A cross comparaison of individual data and pooled data may show discrepancies since the values are rounde.

TABLE OF INDIVIDUAL DATA                                             TEST COMPOUND: REAKTIV-ORANGE DYPR 934
Group	Animal number	Sex	Dose Mg/kg body weight	Poly/200 Ery	Poly With MN	Poly/Ery	Poly With MN [%]
1	1	male	o-Control	93	1	0.47	0.05
1	2	male	o- Control	82	1	0.41	0.05
1	3	male	o- Control	87	0	0.44	0.00
1	4	male	o- Control	117	3	0.59	0.15
1	5	male	o- Control	77	3	0.39	0.15
1	6	female	o- Control	122	2	0.81	0.10
1	7	female	o- Control	58	0	0.29	0.00
1	8	female	o- Control	83	4	0.42	0.20
1	9	female	o- Control	68	2	0.34	0.10
1	10	female	o- Control	105	3	0.53	0.15
2	11	male	2000	102	1	0.51	0.05
2	12	male	2000	75	0	0.38	0.00
2	13	male	2000	78	0	0.39	0.00
2	14	male	2000	101	2	0.51	0.10
2	15	male	2000	89	2	0.49	0.10
2	16	female	2000	53	4	0.32	0.20
2	17	female	2000	73	2	0.37	0.10
2	18	female	2000	81	4	0.41	0.20
2	19	female	2000	56	4	0.28	0.20
2	20	female	2000	97	2	0.49	0.10
3	21	male	50- Endoxan®	68	130	0.44	6.50
3	22	male	50- Endoxan®	75	110	0.38	5.50
3	23	male		103	61	0.52	3.05
3	24	male	50- Endoxan®	87	83	0.44	4.15
3	25	male		73	51	0.37	2.55
3	26	female	50- Endoxan®	67	73	0.34	3.65
3	27	female		90	49	0.45	2.45
3	28	female	50- Endoxan®	90	49	0.38	3.55
3	29	female		75	71	0.38	4.20
3	30	female	50- Endoxan®	75	42	0.38	2.10

Applicant's summary and conclusion

Conclusions:

Interpretation of results (migrated information): negative
The results lead to the conclusion that REAKTIV-ORANGE DYPR 934 did not cause a substantial increase of micronucleated polychromatic erythrocytes and is not mutagenic in the micronucleus test under the conditions described in this report.

Executive summary:

A micronucleus test was carried out with Reaktiv-Orange DYPR 934. The test compound was dissolved in deionized water and was given twice at an interval of 24 hours as an orally dose of 2000 mg per body weight to approx. 7 weeks old male and female mice, based on the results of a previous dose range finding assay.
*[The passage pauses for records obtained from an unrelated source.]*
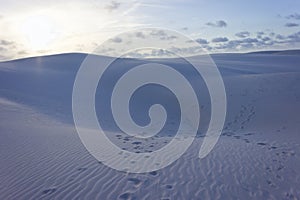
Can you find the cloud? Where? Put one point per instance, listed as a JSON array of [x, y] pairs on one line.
[[116, 40], [140, 35], [291, 24], [162, 35], [185, 28], [218, 24], [219, 39], [294, 16], [243, 34], [6, 42], [114, 5], [202, 41]]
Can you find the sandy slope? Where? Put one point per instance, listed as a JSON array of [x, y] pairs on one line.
[[257, 156]]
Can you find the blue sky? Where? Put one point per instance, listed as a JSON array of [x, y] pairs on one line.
[[30, 28]]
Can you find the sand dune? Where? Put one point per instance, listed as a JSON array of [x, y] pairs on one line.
[[256, 157]]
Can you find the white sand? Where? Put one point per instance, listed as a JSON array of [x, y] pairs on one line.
[[257, 156]]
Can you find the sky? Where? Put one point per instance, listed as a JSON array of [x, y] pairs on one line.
[[30, 27]]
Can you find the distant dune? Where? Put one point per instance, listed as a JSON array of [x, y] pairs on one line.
[[256, 157]]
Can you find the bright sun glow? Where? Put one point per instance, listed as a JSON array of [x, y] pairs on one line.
[[39, 31]]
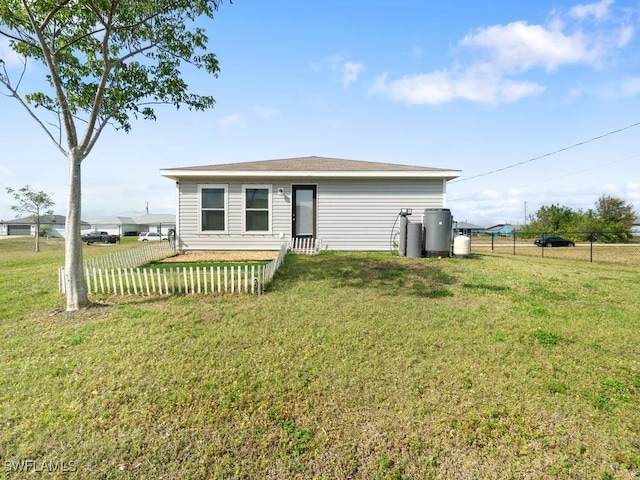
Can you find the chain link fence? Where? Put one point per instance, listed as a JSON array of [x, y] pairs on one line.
[[585, 250]]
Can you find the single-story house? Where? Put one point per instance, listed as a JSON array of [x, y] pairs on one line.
[[54, 226], [347, 204], [128, 226]]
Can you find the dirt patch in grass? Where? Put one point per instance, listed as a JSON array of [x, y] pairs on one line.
[[223, 256]]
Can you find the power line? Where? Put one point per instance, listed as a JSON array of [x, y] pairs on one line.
[[564, 149]]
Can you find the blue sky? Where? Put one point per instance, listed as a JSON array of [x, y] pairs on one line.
[[468, 85]]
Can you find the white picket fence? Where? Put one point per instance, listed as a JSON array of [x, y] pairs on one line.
[[305, 246], [146, 253], [123, 280]]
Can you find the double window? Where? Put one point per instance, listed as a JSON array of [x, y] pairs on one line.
[[256, 208], [213, 208]]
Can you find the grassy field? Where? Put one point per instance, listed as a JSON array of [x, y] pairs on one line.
[[352, 366]]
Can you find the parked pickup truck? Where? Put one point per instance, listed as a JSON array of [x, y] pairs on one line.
[[100, 237]]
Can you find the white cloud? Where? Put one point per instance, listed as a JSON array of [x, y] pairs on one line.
[[442, 87], [350, 72], [518, 46], [492, 61]]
According to the procedure the animals were killed after 24 hours administration.

The main purpose of the study was to assess the potential of the test compound to cause chromosomal damage (clastogenicity) in a mouse bone micronucleus test.
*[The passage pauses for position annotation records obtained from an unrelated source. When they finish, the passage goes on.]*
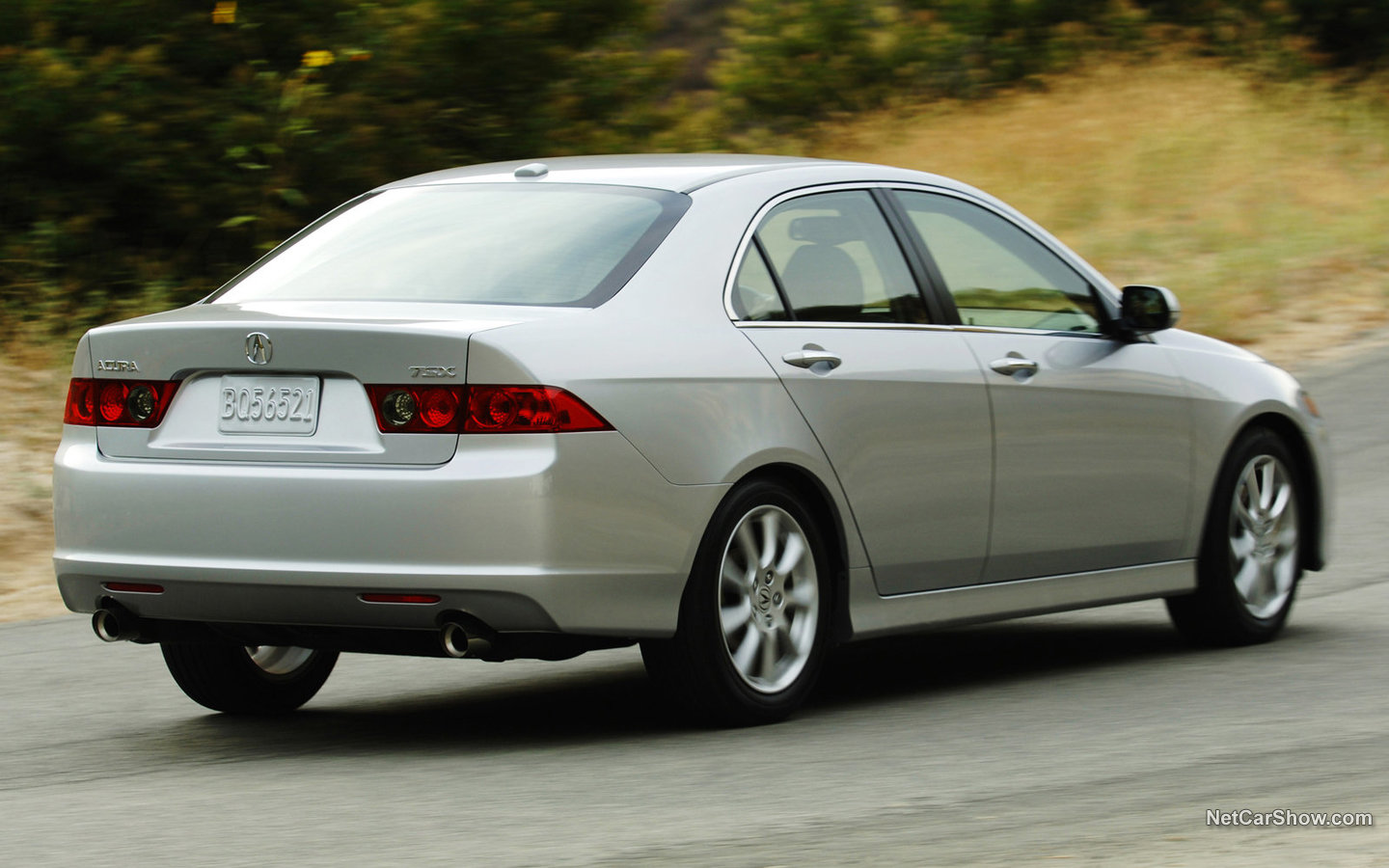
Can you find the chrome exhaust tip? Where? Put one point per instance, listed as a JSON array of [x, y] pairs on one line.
[[114, 624], [457, 643]]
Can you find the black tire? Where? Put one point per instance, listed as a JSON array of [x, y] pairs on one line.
[[1220, 612], [788, 614], [227, 678]]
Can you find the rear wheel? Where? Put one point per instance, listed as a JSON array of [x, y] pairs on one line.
[[249, 679], [1250, 553], [751, 631]]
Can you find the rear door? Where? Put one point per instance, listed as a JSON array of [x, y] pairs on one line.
[[1094, 444], [899, 404]]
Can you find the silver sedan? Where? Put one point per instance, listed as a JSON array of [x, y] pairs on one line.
[[734, 409]]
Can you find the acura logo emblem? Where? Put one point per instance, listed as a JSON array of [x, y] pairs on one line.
[[258, 349]]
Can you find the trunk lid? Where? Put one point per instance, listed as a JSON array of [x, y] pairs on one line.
[[317, 360]]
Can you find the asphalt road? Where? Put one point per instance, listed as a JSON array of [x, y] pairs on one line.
[[1092, 738]]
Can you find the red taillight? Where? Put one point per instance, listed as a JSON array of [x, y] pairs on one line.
[[133, 587], [81, 409], [527, 409], [480, 410], [406, 599], [416, 409], [126, 403]]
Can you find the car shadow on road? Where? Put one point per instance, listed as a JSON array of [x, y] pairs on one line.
[[618, 703]]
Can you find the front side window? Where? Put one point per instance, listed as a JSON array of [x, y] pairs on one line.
[[997, 274], [486, 243], [833, 258]]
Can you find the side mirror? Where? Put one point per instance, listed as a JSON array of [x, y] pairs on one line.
[[1148, 309]]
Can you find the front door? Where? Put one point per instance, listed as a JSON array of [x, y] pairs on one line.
[[1092, 435]]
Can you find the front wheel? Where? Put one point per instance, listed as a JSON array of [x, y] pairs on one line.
[[1250, 553], [249, 679], [751, 631]]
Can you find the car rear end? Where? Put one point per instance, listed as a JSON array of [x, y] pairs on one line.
[[306, 458]]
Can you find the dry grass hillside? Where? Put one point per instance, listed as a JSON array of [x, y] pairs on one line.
[[1265, 205]]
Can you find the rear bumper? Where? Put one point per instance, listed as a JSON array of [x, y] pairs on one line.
[[573, 533]]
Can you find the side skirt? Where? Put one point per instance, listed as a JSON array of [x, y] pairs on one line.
[[873, 614]]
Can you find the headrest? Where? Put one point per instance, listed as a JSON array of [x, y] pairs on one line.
[[823, 230]]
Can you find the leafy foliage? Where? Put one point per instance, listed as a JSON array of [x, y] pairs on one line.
[[149, 149]]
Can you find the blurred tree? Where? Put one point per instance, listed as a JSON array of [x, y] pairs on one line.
[[146, 150]]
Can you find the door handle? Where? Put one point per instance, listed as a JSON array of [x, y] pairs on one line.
[[1014, 365], [804, 359]]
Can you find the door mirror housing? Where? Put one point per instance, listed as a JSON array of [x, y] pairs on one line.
[[1148, 309]]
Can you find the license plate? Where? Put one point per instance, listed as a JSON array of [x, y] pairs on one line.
[[268, 404]]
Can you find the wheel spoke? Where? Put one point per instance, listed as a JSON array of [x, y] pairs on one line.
[[1281, 499], [735, 580], [1266, 486], [735, 617], [791, 557], [747, 652], [771, 649], [748, 545], [802, 595], [1242, 546], [771, 530], [1246, 580]]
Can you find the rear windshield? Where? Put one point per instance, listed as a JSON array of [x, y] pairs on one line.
[[486, 243]]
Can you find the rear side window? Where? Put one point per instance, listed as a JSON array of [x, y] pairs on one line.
[[488, 243], [833, 258]]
Endoxan ® was used as positive control substance and was administrated once orally at dose of 50 mg per kg body weight.

Endoxan ® (cyclophosphamide) induced a marked statistically significant increase in the number of polychromatic cells with micronuclei, indicating the sensitivity of the test system.

The ratio of polychromatic erythrocytes to total erythrocytes was not changed to a significant extent.
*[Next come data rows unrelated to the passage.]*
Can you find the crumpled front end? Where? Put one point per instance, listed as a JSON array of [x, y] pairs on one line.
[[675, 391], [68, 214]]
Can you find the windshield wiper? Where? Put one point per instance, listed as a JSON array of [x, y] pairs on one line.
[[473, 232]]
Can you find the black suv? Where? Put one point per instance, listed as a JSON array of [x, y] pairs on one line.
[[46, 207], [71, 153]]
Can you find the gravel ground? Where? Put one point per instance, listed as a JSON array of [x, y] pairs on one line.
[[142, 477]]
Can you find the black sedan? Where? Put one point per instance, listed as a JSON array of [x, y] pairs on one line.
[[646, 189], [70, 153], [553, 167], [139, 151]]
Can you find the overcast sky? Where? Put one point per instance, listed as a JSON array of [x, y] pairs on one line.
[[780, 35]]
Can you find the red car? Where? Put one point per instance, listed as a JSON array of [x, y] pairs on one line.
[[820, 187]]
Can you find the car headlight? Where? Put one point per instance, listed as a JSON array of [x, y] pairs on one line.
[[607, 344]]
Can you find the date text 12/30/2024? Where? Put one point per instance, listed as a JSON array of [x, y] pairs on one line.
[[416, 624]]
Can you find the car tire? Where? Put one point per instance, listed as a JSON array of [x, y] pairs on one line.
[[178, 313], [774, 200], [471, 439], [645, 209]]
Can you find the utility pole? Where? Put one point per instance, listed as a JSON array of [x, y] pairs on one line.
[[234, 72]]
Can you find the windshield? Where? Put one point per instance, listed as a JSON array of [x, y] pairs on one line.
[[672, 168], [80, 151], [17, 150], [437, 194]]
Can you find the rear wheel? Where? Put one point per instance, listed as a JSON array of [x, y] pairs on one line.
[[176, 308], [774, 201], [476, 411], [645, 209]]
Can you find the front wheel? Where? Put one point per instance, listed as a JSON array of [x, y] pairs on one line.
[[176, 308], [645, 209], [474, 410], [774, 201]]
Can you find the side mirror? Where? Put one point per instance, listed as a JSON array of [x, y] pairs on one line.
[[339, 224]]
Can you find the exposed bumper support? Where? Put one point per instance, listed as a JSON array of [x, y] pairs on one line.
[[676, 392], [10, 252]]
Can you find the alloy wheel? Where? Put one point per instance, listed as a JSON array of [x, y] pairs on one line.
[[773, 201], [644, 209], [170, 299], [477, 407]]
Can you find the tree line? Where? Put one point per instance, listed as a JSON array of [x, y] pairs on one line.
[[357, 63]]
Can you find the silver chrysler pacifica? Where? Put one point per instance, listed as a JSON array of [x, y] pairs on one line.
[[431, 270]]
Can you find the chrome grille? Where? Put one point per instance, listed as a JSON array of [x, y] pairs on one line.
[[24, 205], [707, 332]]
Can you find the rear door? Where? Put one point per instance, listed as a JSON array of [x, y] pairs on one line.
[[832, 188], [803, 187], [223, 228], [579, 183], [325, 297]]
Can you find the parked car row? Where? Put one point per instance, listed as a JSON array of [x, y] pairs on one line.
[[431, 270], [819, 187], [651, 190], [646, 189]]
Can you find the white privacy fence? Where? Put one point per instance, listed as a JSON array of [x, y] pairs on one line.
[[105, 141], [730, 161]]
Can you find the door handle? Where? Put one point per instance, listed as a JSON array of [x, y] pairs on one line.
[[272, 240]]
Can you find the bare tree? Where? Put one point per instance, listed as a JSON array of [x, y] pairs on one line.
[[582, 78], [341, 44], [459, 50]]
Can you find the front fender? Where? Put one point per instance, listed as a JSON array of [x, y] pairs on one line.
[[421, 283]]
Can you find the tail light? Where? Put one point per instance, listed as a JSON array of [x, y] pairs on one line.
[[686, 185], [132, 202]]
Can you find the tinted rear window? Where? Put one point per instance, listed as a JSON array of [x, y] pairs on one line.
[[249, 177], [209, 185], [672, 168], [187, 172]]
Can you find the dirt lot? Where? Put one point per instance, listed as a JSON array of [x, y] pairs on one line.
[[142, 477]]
The number of polychromatic erythrocytes containing micronuclei was not increased. The ratio of polychromatic erythrocytes to total erythrocytes remained unaffected by the treatment with Reaktiv-Orange DYPR 934 and was not less 20 % on the control value.

Both biological and statistical significances were considered together for evaluation purposes.

Under the conditions of the present study the results in lead to the conclusion that REAKTIV-ORANGE DYPR 934 did not cause a substantial increase of micronucleated polychromatic erythrocytes and is not mutagenic in the micronucleus test under the conditions described in this report.